In some cases, people are finding that they must release their vehicle along with the discharge of other debts. This may be caused by a couple different situations. One reason may be that they have simply fallen too far on the payments. Or another reason may be because the monthly payment is simply too high to make and stay current with the new finances.

If this is the case for you, you may be in the market for chapter 7 bankruptcy car loans. These are considered sub-prime auto loans and you may be able to apply a few months after your discharge has occurred. Depending on some situations you may not have to wait this out and can apply as soon as you are discharged.

Because not all lenders work with those who have recently filed chapter 7 bankruptcies, it will require a little research to find a dealership that may offer you this specialty loan. Doing an internet search will help you locate a couple of resources near your home.

The next thing to do would be to take a good hard look at your new monthly budget and determine realistically what type of payment you can handle each month. Being prepared with this figure can help ensure you are not smooth talked by some salesman to buy a more expensive car. The biggest key after bankruptcy is to be sure that you live within your means and can make all your new payments on time.

Now collect a few pieces of documentation to bring with you when you visit a car dealer or auto consultant that offers chapter 7 bankruptcy loans. This would include a couple recent check stubs to show proof of your income. Also bring your driver’s license and proof of insurance. And the final thing to bring with would be a couple utility bills.
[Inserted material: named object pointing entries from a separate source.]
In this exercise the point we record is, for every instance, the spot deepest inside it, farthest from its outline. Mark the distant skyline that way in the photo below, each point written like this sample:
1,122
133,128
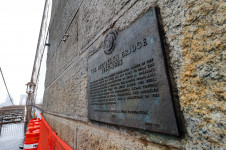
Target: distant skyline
20,23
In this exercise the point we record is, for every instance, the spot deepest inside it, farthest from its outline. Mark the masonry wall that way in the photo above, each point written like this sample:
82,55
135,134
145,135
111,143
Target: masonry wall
194,32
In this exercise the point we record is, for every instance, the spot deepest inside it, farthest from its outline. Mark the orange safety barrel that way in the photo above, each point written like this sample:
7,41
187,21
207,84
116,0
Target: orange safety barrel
32,135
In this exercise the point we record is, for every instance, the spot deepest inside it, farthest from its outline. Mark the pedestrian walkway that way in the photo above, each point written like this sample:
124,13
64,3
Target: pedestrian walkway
12,136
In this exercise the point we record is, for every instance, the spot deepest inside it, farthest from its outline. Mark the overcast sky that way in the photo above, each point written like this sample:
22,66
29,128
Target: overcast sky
19,30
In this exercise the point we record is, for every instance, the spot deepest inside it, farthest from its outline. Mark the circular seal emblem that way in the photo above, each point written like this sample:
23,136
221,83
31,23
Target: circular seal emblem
109,42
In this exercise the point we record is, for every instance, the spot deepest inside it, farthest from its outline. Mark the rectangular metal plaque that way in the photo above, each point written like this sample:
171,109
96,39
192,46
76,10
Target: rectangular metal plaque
127,79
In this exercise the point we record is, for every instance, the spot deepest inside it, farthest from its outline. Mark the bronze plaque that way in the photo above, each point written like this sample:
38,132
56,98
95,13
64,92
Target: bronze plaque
127,79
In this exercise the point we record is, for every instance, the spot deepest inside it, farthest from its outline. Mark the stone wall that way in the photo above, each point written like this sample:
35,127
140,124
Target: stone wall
194,32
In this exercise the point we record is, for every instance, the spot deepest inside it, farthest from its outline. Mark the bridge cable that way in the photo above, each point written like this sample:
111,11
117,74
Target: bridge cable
6,87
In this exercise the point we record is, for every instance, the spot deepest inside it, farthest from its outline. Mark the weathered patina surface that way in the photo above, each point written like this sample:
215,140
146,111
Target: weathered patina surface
128,85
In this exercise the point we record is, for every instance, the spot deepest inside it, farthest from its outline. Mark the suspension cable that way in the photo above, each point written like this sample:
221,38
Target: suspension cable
6,87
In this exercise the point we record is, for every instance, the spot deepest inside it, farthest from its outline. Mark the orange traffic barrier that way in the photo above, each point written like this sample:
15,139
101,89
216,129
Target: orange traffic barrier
32,135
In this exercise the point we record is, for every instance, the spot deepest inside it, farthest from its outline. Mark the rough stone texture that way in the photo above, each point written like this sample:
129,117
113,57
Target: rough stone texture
202,77
80,135
194,40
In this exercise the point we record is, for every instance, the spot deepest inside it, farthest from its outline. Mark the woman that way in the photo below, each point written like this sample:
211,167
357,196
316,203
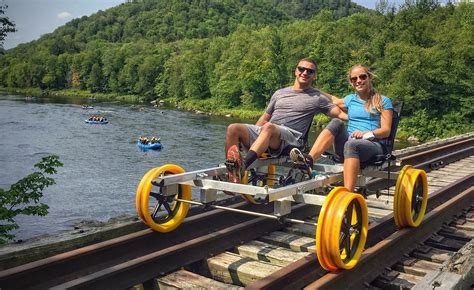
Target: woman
370,119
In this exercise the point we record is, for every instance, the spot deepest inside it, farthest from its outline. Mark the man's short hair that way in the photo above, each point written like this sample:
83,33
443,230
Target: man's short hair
309,60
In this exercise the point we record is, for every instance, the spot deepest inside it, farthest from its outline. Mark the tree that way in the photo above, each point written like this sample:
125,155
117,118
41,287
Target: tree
24,196
6,26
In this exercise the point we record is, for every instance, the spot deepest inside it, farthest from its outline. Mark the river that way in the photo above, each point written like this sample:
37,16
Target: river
102,164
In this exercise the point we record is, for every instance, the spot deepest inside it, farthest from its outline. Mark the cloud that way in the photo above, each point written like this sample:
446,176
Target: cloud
64,15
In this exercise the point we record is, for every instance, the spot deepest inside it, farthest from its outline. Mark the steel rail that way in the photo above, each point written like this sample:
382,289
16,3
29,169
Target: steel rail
97,256
101,257
130,273
306,270
375,259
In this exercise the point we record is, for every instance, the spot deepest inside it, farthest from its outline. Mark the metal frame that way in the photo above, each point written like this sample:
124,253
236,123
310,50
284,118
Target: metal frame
309,191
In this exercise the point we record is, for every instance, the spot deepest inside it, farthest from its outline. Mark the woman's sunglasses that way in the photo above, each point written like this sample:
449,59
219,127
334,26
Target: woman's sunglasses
310,71
362,77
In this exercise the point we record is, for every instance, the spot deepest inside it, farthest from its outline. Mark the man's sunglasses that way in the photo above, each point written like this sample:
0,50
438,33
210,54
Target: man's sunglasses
362,77
310,71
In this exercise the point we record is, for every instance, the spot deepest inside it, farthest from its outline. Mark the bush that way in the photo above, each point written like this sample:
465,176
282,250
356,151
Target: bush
24,196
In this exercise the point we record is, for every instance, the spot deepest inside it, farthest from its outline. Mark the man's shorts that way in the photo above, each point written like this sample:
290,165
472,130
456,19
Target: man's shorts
288,137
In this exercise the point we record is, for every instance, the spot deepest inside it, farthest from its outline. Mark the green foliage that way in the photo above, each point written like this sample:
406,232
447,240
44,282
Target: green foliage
230,56
6,26
23,197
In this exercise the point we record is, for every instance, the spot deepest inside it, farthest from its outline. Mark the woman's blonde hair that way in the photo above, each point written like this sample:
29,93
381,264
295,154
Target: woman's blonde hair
375,98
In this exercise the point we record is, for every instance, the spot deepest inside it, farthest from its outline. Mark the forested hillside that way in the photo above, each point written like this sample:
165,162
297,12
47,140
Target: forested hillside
214,55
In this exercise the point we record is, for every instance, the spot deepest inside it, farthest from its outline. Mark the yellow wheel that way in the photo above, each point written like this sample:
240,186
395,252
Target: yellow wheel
410,199
145,179
342,230
255,180
162,213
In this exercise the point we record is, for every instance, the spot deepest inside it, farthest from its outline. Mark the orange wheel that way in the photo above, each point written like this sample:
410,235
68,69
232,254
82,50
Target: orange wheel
410,199
145,179
163,213
342,230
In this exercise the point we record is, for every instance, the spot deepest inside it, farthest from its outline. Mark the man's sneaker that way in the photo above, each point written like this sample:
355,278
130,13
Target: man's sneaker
234,164
302,160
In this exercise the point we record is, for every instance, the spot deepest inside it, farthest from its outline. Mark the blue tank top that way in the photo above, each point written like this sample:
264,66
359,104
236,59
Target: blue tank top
359,118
This will serve as proof of residency.

You are now prepared to pay a visit to the dealership or the auto consultants office. Tell the salesperson your situation and the particular reasons that you had to file the bankruptcy in the first place. Ask them if there is anything else you can provide to help make the loan process a little better. Use the advice of the expert to give you the greatest chance at getting a chapter 7 bankruptcy auto loan.